Visioscan® VC98 USB (Courage + Khazaka Electronic GmbH) to determine skin microtopography using the SELS (Surface Evaluation of the Living Skin) parameters—smoothness (SEsm), roughness (SEr), scaliness (SEsc), and wrinkles (SEw) on both outer corner of the eyes in well‐defined measurement locations.
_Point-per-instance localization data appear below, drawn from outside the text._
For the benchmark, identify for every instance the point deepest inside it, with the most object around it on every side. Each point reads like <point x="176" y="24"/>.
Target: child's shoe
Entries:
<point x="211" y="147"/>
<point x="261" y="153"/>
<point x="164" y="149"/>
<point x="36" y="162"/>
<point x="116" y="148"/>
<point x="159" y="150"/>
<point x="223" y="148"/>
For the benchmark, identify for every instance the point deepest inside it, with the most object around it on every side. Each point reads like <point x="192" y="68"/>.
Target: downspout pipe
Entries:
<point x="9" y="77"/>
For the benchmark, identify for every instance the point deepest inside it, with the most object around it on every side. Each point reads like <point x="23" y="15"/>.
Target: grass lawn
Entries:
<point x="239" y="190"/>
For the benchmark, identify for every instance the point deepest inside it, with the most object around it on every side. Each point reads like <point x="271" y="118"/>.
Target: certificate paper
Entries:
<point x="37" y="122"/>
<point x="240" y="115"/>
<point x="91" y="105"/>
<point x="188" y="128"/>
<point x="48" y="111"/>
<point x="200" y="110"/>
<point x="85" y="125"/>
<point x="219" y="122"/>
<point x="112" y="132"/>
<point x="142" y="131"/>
VECTRA® H1 (Canfield Scientific) to determine gross/visual lifting effect by measuring the distance between the upper and lower part of the face (from the hairline to the lower limit of the face corresponding to the mandible) in two points on both sides: medial and lateral canthus.
In addition, after 4 and 8 weeks of product use, the volunteers were assessed the adverse reactions by the physician and were asked to do satisfaction questionnaire regarding the anti‐aging effects and the serum itself.
Statistical analysis was performed using GraphPad Prism v8.3.0 and SPSS v26. The Shapiro‐Wilk test was used to determine the normality of the data distribution. The repeated measures ANOVA with Bonferroni correction and Friedman's multiple comparisons test was used to assess changes of normally distributed variables and non‐normally distributed groups, respectively. Sample comparisons for TEWL were performed using the Kruskal‐Wallis rank sum test, as the data were unable to be adjusted for multiple comparisons. Differences between treatment and nontreatment groups were considered biologically significant for P‐values of .05 or less.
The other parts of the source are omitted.